Teaching Smarter Not Harder: Improving Students' Close Reading Skills Through Interactivity

Theresa Tinkle

Three innovations stand out in this re-invention of  English 350, a survey of literature before 1660. First, instead of prioritizing highly specialized knowledge of cultural contexts, the instructional team prioritized undergraduates’ development of close reading skills. Second, the usual order of things in a large lecture course was reversed in that students spent more time performing close readings themselves, and less time merely observing instructors’ demonstrations of the skills. Third, the introduction of technologies less commonly used in the humanities made it possible for students to receive meaningful feedback on varied forms of practice without increasing grading time.
 
In the 2010 course, multiple-choice quizzes in CTools spurred engagement with the material and mastery of the shared language needed for literary analysis.
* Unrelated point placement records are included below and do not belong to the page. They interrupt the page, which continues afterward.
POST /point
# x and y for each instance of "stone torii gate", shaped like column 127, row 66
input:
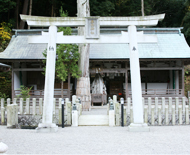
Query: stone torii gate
column 92, row 35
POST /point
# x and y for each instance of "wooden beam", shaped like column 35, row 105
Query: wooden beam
column 28, row 69
column 123, row 70
column 80, row 21
column 161, row 68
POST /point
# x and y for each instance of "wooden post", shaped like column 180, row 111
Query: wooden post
column 173, row 115
column 83, row 9
column 126, row 81
column 149, row 105
column 159, row 116
column 27, row 106
column 2, row 112
column 180, row 115
column 166, row 115
column 176, row 104
column 69, row 80
column 40, row 106
column 163, row 105
column 12, row 81
column 145, row 115
column 187, row 114
column 131, row 115
column 128, row 105
column 34, row 106
column 60, row 111
column 156, row 105
column 21, row 106
column 183, row 87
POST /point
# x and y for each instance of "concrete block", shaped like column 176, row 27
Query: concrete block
column 40, row 106
column 3, row 148
column 187, row 115
column 163, row 105
column 149, row 105
column 8, row 101
column 173, row 115
column 156, row 105
column 170, row 105
column 46, row 128
column 34, row 106
column 27, row 106
column 111, row 118
column 2, row 116
column 159, row 116
column 138, row 127
column 166, row 115
column 152, row 115
column 75, row 118
column 180, row 114
column 145, row 115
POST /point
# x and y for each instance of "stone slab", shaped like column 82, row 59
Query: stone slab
column 138, row 127
column 94, row 120
column 46, row 128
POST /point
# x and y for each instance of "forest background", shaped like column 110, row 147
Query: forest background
column 177, row 15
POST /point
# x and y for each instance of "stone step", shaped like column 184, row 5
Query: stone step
column 93, row 120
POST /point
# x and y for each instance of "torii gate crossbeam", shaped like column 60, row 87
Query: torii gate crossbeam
column 92, row 25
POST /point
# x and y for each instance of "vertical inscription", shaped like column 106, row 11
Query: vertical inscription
column 92, row 28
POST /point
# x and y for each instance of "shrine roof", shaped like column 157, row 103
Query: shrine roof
column 171, row 44
column 168, row 46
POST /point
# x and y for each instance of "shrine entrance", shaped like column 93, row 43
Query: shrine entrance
column 92, row 36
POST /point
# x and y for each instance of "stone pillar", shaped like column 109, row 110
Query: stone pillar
column 75, row 120
column 111, row 118
column 3, row 148
column 47, row 117
column 138, row 124
column 2, row 112
column 40, row 106
column 21, row 106
column 177, row 82
column 83, row 83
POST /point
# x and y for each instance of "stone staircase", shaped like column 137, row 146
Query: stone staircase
column 94, row 120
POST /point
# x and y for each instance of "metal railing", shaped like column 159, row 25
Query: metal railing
column 40, row 93
column 159, row 92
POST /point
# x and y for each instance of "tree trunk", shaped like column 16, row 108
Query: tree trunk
column 83, row 83
column 24, row 11
column 30, row 11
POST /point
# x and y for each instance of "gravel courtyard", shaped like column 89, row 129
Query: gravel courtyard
column 98, row 140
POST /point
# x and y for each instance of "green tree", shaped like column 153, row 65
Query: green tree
column 5, row 35
column 67, row 56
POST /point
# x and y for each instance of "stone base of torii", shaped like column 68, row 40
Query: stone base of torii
column 92, row 35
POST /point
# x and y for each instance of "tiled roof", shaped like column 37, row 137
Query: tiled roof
column 169, row 45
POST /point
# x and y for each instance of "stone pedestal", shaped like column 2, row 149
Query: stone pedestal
column 75, row 119
column 133, row 127
column 111, row 118
column 3, row 148
column 43, row 127
column 83, row 91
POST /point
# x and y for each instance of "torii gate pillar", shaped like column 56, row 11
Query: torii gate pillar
column 47, row 125
column 138, row 124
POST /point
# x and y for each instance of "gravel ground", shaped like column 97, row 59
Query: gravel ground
column 98, row 140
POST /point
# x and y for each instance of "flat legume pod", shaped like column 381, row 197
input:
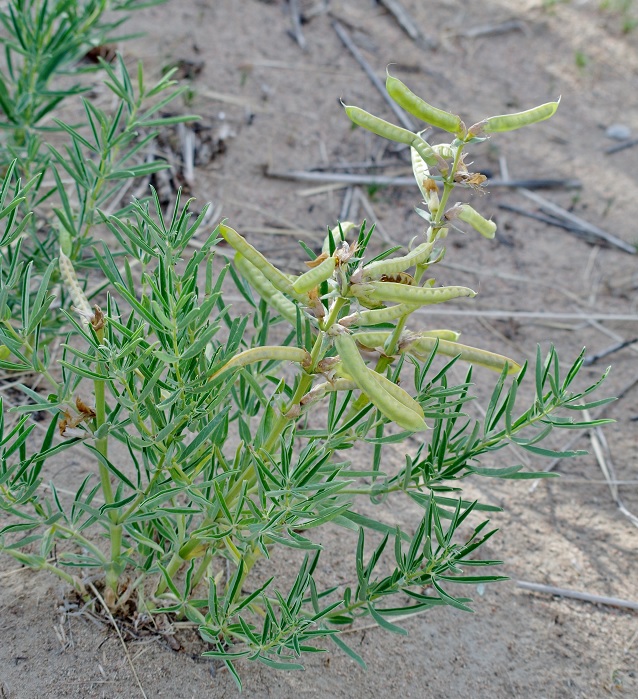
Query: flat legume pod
column 391, row 266
column 276, row 277
column 314, row 277
column 393, row 133
column 509, row 122
column 266, row 352
column 419, row 108
column 423, row 346
column 405, row 294
column 404, row 411
column 266, row 290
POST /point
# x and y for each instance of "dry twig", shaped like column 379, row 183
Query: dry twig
column 577, row 595
column 96, row 593
column 342, row 33
column 405, row 181
column 591, row 359
column 595, row 234
column 295, row 16
column 405, row 21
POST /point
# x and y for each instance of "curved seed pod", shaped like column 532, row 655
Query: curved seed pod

Professor and GSIs alike wrote economical comments in response to essays, targeting just one or two areas for each student’s future attention.
 
In the 2011 iteration, many quiz questions were converted to i>clicker questions and employed during lecture. Students began posting close readings on CTools and commenting on their peers’ posts before discussions. A newly created assessment rubric with clearly described levels of achievement boosted the new cohort’s performance from start to finish (as compared to the 2010 cohort).
 

Student Comments

In a hall “filled with more than 50 students, every single one showed complete engagement with material that was truly difficult, but was made amazingly accessible.”
 
“By the end of the first class…all 80 students [were] performing impassioned close readings of Chaucer and roaring with laughter at the meatier bits of wit.”
 
“Improving our skills of close reading – something that is often hard to learn even through one-one-one engagement – was accomplished stunningly, even in a lecture hall of so many students.”
 
“Lecture was constantly a place where we as students were given a genuine role in the learning process.”